Знакомым коридором она дошла до белой гладкой двери, на которой висела скромная табличка с надписью «В.С. Белинис», остановилась и постучала в нее костяшками пальцев.
– Войдите, – отозвался мужской голос.
Инга Александровна открыла дверь и вошла в помещение, похожее на небольшую лабораторию или прозекторскую. За белым столом сидел лысоватый мужчина в очках и с небольшой бородкой. На вид ему было около пятидесяти лет. Он был похож на стареющего интеллигента, однако широкие плечи, огромные кисти рук и мощная шея наводили на мысль о недюжинной физической силе.
– Здравствуй, Вилкас! – поприветствовала его Инга Александровна, подходя к столу.
Мужчина поднял взгляд от разложенных на столе бумаг.
– Добрый день, Инга Александровна! – поприветствовал он гостью. – Чрезвычайно рад вас видеть. Присаживайтесь, пожалуйста.

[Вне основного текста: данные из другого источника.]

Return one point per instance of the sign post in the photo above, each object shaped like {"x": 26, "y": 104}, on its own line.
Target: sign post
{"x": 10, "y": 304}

Инга Александровна села на жесткое кресло перед столом.
– Хорошо выглядите, – сказал Вилкас.
– Ты тоже не сильно постарел.
Он сухо улыбнулся.
– Да какое там. Лысею, обзавожусь брюшком. Все как полагается. Зачем пожаловали, Инга Александровна?
– В былые времена ты постоянно помогал друзьям моего бывшего мужа.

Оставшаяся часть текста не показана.